Опоив армию пропагандистской коммунистической отравой, лидеры КПСС утратили понимание сущности армии, исторических традиций, подспудно живущих в ней. Пока посредниками между генсеками и армией оставались услужливые (а порой еще и безграмотные) министры обороны, армейский организм еще как-то вписывался в государство. Когда же коммунистическая доктрина отмерла, наступило всеобщее помрачение умов. Политические лидеры, популярные у толпы, не могли и не хотели стать национальными лидерами, а значит — и вождями армии.
Мало того, высшее чиновничество и генералитет СССР пошли на предательство в 1992 году, когда в ряде военных округов генералы вместе с руководством республик поддержали отторжение от страны 5 млн. квадратных километров! Личные интересы этих «стратегов» никак не были связаны с судьбой Родины. Наоборот, интересы Родины мешали им осуществить свои честолюбивые планы. Ради этих планов они и пошли на предательство.
Быть может, именно поэтому в российской армии Верховных Главнокомандующих и их ближайших соратников из паркетного генералитета не ставят в грош. Наверняка поэтому в августе 1991 армия с полным безразличием выполняла неясные и трусливые распоряжения командования, не способного определиться кому служить или прислуживать.
Номенклатурный генералитет сформировал особую касту, которой была безразлична судьба военного человека, да и судьба страны. Зато дорога была личная судьба, личный успех, личная карьера. Все они поплатились за это летом-осенью 1991 и были выброшены из армейской среды, и, за редчайшим исключением, окончательно забыты.

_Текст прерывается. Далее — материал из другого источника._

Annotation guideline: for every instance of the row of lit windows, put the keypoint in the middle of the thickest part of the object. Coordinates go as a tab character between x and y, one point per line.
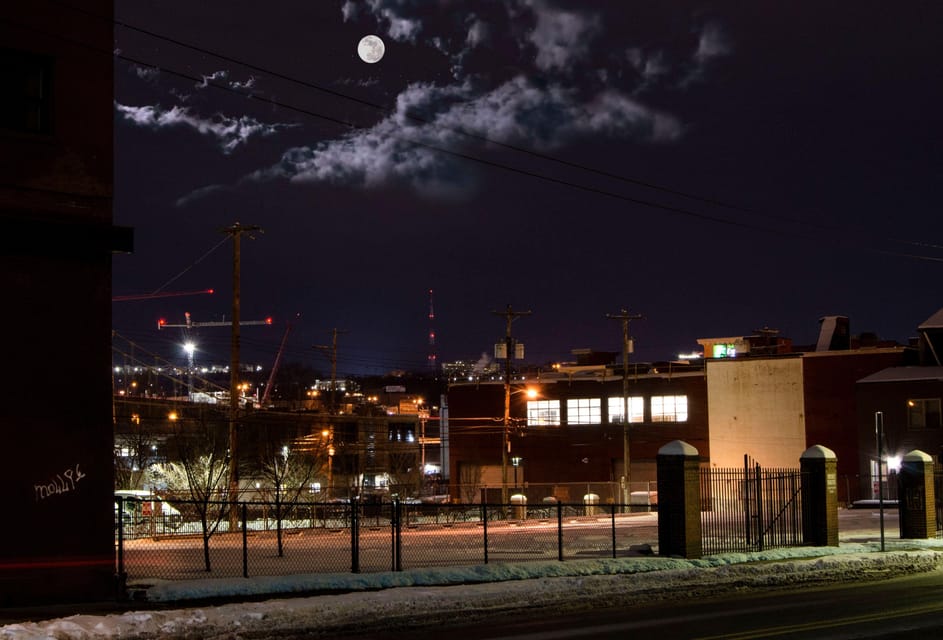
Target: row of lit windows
589	410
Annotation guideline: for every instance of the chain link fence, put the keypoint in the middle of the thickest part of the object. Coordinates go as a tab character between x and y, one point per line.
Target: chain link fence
198	540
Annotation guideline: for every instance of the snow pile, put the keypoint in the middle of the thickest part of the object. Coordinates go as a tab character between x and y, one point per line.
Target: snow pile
388	600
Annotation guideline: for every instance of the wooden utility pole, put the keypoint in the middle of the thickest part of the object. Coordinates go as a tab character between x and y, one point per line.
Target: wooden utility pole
235	232
625	317
509	346
331	352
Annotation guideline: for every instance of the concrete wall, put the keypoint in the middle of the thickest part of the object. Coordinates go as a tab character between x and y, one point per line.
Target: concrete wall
756	407
55	274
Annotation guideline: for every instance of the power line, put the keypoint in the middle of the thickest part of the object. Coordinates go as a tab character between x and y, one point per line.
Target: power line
346	123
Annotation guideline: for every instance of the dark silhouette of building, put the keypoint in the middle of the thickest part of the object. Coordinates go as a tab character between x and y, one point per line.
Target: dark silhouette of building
55	273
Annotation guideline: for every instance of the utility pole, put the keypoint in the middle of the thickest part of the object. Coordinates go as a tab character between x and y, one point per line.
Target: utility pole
235	232
331	352
509	349
625	317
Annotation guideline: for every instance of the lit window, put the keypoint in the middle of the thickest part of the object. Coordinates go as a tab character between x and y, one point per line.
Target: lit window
543	412
725	351
923	413
583	411
669	408
636	409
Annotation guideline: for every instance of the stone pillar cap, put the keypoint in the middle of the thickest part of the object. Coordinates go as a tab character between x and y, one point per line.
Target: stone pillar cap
677	448
818	452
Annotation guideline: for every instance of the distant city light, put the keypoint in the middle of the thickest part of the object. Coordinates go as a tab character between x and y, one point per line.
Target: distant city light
893	463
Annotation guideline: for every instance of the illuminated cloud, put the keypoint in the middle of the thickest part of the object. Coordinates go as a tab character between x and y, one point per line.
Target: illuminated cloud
561	37
402	148
229	132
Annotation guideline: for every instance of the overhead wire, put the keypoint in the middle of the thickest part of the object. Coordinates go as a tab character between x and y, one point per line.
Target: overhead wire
490	141
350	125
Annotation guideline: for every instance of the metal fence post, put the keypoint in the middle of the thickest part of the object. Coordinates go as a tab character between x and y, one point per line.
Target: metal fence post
760	524
560	531
484	528
612	511
245	542
354	538
397	535
122	577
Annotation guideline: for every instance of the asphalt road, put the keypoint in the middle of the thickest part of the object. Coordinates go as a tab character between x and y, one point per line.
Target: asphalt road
893	608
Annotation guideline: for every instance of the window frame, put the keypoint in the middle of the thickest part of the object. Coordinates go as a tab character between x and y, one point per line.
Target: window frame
583	411
543	413
677	413
636	409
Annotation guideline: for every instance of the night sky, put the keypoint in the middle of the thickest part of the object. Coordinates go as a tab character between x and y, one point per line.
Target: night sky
717	167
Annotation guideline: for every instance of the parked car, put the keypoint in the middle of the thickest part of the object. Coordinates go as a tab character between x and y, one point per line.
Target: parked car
144	508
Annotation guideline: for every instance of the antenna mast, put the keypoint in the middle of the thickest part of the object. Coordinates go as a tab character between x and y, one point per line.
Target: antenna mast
432	355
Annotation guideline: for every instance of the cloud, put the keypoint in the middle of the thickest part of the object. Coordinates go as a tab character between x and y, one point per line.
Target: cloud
229	132
147	74
561	37
202	192
712	44
216	75
391	15
400	148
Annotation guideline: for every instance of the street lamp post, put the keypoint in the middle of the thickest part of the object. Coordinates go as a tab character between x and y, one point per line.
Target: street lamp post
625	317
509	349
189	348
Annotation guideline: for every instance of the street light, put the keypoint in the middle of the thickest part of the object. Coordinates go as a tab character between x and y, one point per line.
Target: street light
189	348
516	462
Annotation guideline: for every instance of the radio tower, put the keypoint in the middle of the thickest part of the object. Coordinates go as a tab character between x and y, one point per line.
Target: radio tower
432	356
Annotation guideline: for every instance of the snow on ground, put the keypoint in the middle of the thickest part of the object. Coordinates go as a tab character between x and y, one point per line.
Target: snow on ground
385	600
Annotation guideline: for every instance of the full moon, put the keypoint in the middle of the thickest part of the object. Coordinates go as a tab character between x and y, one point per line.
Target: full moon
370	49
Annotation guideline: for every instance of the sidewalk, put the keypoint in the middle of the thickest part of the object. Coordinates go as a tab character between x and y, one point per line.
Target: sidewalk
859	539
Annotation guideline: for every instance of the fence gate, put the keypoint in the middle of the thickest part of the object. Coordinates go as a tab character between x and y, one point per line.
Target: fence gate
938	494
750	509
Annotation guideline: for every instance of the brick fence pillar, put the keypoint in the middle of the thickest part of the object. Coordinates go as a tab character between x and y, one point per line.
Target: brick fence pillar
819	467
917	496
679	501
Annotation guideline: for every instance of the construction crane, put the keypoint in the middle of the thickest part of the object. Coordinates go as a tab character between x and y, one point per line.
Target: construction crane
160	294
278	360
190	324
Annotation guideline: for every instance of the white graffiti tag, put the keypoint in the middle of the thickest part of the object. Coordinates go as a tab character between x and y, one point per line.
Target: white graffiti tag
62	483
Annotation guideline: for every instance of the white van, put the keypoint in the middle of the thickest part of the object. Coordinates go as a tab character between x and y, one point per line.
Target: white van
143	507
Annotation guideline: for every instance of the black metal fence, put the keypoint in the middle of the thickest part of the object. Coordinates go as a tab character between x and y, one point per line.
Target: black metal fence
750	509
343	537
938	498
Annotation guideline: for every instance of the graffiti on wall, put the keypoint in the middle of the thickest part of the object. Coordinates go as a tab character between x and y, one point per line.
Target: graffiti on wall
62	483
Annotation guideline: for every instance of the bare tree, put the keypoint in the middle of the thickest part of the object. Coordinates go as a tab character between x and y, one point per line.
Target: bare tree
199	468
135	452
289	467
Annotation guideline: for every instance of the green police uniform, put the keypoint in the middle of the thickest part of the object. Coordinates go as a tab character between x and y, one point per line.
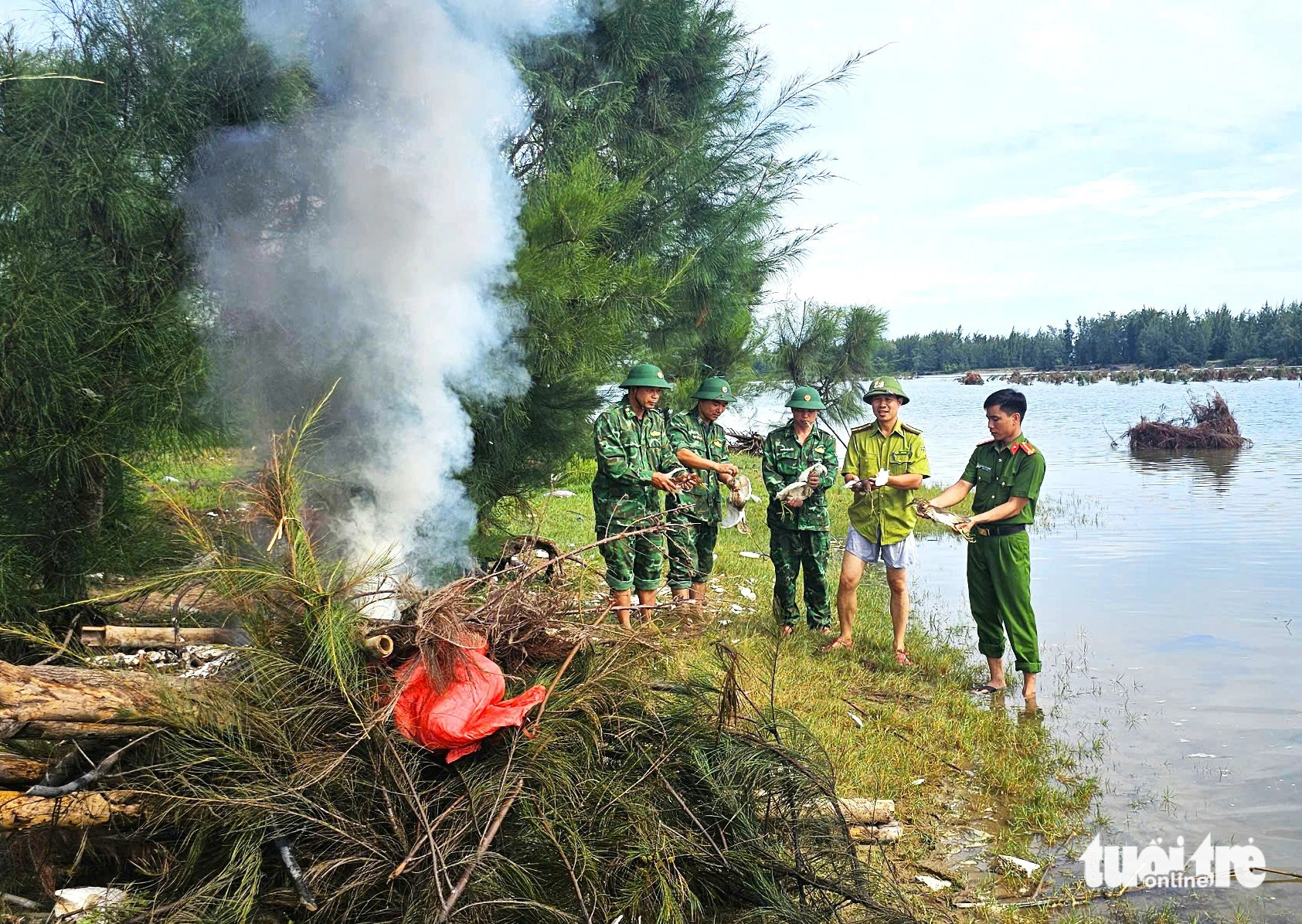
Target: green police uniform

Это, правда, не означало, что к руководству пришли в чем-то более грамотные люди. Пришел второй эшелон того же отряда армейской номенклатуры, разбавленный усыпанными незаслуженными звездами околодемократическими проходимцами. В результате крайне непопулярного министра обороны маршала Язова сменил, мало чем отличающийся от него генерал-десантник Грачев. Именно благодаря последнему состоялось "второе опускание" армии в октябре 1993 года и полное ее разложение к лету 1996.
Тут дело не только в отношении “демократов” к армии, как к дешевой девке. Лидерам антиельцинской оппозиции тоже хотелось, чтобы армия подавила их врагов танками и бомбами. Чревато все это было расколом армии и войной русских с русскими. Такой войны не произошло, но армия была по большому счету унижена своим вынужденным бездействием. Отечество было в опасности, а командиры не знали кого защищать. Это был позор, которого заботами политиков армия избежать не смогла.